The brokerage pointed to a combination of softer handset demand and rising component costs that could reduce shipments of devices using Qualcomm chips. In particular, Seaport highlighted accelerating memory prices as a factor that may prompt phone makers to either increase device prices or cut specifications such as memory capacity - moves that could lengthen upgrade cycles and dampen overall demand.
Seaport forecasts global phone volumes declining by 10% - 15% this year, a drop that would erode the total addressable market for suppliers like Qualcomm. The firm warned that this pressure may weigh especially heavily on Qualcomm's customers, undermining the chip designer's position even as the market it serves shrinks. Seaport used the phrase "incredible shrinking TAM" to summarize this dynamic.
The brokerage also flagged competitive shifts among handset makers.
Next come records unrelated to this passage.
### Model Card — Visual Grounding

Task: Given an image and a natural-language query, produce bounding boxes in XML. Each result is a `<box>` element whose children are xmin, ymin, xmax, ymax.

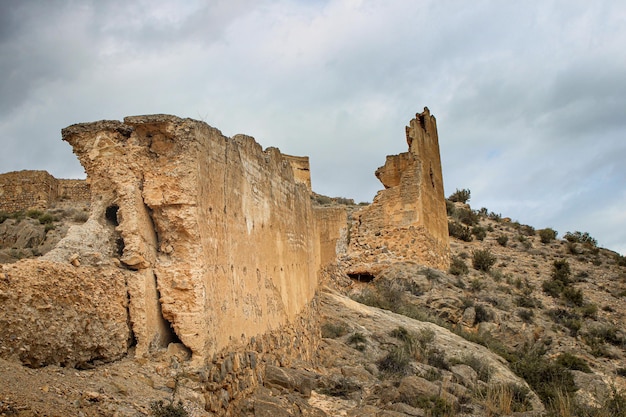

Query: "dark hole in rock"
<box><xmin>115</xmin><ymin>237</ymin><xmax>125</xmax><ymax>258</ymax></box>
<box><xmin>105</xmin><ymin>205</ymin><xmax>120</xmax><ymax>226</ymax></box>
<box><xmin>348</xmin><ymin>273</ymin><xmax>375</xmax><ymax>283</ymax></box>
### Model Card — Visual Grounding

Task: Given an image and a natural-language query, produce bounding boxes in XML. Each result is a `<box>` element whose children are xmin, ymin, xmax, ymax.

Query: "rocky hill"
<box><xmin>1</xmin><ymin>194</ymin><xmax>625</xmax><ymax>417</ymax></box>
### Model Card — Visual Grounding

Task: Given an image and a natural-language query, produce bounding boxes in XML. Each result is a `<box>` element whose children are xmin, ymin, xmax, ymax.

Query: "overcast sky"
<box><xmin>1</xmin><ymin>0</ymin><xmax>625</xmax><ymax>255</ymax></box>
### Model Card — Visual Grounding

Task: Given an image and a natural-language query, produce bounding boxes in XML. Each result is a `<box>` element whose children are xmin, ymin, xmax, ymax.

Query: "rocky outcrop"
<box><xmin>0</xmin><ymin>260</ymin><xmax>131</xmax><ymax>368</ymax></box>
<box><xmin>56</xmin><ymin>115</ymin><xmax>319</xmax><ymax>365</ymax></box>
<box><xmin>344</xmin><ymin>108</ymin><xmax>450</xmax><ymax>274</ymax></box>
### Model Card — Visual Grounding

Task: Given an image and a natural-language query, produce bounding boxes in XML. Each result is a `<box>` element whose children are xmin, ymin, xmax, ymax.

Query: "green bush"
<box><xmin>449</xmin><ymin>256</ymin><xmax>469</xmax><ymax>276</ymax></box>
<box><xmin>556</xmin><ymin>353</ymin><xmax>591</xmax><ymax>373</ymax></box>
<box><xmin>496</xmin><ymin>235</ymin><xmax>508</xmax><ymax>247</ymax></box>
<box><xmin>472</xmin><ymin>249</ymin><xmax>497</xmax><ymax>272</ymax></box>
<box><xmin>552</xmin><ymin>259</ymin><xmax>571</xmax><ymax>283</ymax></box>
<box><xmin>445</xmin><ymin>200</ymin><xmax>456</xmax><ymax>216</ymax></box>
<box><xmin>377</xmin><ymin>346</ymin><xmax>411</xmax><ymax>376</ymax></box>
<box><xmin>448</xmin><ymin>188</ymin><xmax>471</xmax><ymax>203</ymax></box>
<box><xmin>347</xmin><ymin>332</ymin><xmax>367</xmax><ymax>351</ymax></box>
<box><xmin>472</xmin><ymin>226</ymin><xmax>487</xmax><ymax>241</ymax></box>
<box><xmin>562</xmin><ymin>287</ymin><xmax>584</xmax><ymax>307</ymax></box>
<box><xmin>518</xmin><ymin>309</ymin><xmax>534</xmax><ymax>323</ymax></box>
<box><xmin>510</xmin><ymin>343</ymin><xmax>577</xmax><ymax>406</ymax></box>
<box><xmin>321</xmin><ymin>322</ymin><xmax>348</xmax><ymax>338</ymax></box>
<box><xmin>448</xmin><ymin>221</ymin><xmax>473</xmax><ymax>242</ymax></box>
<box><xmin>539</xmin><ymin>228</ymin><xmax>557</xmax><ymax>244</ymax></box>
<box><xmin>564</xmin><ymin>231</ymin><xmax>598</xmax><ymax>247</ymax></box>
<box><xmin>518</xmin><ymin>224</ymin><xmax>535</xmax><ymax>236</ymax></box>
<box><xmin>150</xmin><ymin>401</ymin><xmax>188</xmax><ymax>417</ymax></box>
<box><xmin>455</xmin><ymin>207</ymin><xmax>479</xmax><ymax>226</ymax></box>
<box><xmin>474</xmin><ymin>304</ymin><xmax>493</xmax><ymax>324</ymax></box>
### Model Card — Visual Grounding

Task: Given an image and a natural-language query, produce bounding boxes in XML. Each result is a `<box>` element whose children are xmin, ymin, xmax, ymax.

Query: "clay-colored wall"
<box><xmin>314</xmin><ymin>206</ymin><xmax>348</xmax><ymax>266</ymax></box>
<box><xmin>0</xmin><ymin>170</ymin><xmax>57</xmax><ymax>212</ymax></box>
<box><xmin>58</xmin><ymin>179</ymin><xmax>90</xmax><ymax>203</ymax></box>
<box><xmin>345</xmin><ymin>108</ymin><xmax>450</xmax><ymax>272</ymax></box>
<box><xmin>61</xmin><ymin>115</ymin><xmax>319</xmax><ymax>364</ymax></box>
<box><xmin>283</xmin><ymin>154</ymin><xmax>312</xmax><ymax>190</ymax></box>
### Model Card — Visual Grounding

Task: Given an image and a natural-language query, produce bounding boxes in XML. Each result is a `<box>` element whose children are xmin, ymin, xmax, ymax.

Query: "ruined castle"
<box><xmin>0</xmin><ymin>108</ymin><xmax>449</xmax><ymax>413</ymax></box>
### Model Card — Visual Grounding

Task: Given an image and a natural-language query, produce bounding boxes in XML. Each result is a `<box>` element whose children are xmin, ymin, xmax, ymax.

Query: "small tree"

While many Android manufacturers are reducing memory content or lowering prices, Apple has reportedly maintained memory specifications and pricing on its latest models, a stance Seaport says gives Apple an advantage as memory costs climb.
Seaport further noted Apple's ongoing efforts to remove Qualcomm components from its devices, and said Qualcomm could be substantially absent from Apple models beginning next year as the iPhone maker advances its own silicon development.
On the Android front, Seaport identified Qualcomm's recent strength as concentrated in high-end Android phones - a segment it expects will encounter the most pressure this year. The combination of rising costs and intensifying competition from Apple, the brokerage said, could lead to discounted chip sales and reduced royalty rates for Qualcomm.
Lower-tier Android devices may also shift share toward competing chipmakers such as MediaTek if Chinese handset producers prioritize cheaper models, a trend that could force Qualcomm into additional price concessions.
Beyond near-term demand and pricing risks, Seaport pointed to a longer-term threat from handset makers designing their own silicon. The five largest handset vendors already create their own application processors, and several companies - including Samsung Electronics - are working on in-house modems. Seaport said that while this transition has been gradual, it represents a growing risk to Qualcomm's core mobile market as its addressable market continues to shrink.
The downgrade reflects Seaport's view that these converging pressures - weaker phone volumes, higher memory costs, the potential loss of Apple business, shifts to lower-cost competitors, and increasing vertical integration by major handset makers - combine to meaningfully weaken Qualcomm's market position.
Bottom line - Seaport's move to Sell underscores rising downside risks for Qualcomm as smartphone makers respond to cost pressures and pursue more in-house silicon strategies, a development that could compress shipment volumes, pricing and royalty streams for the chip designer.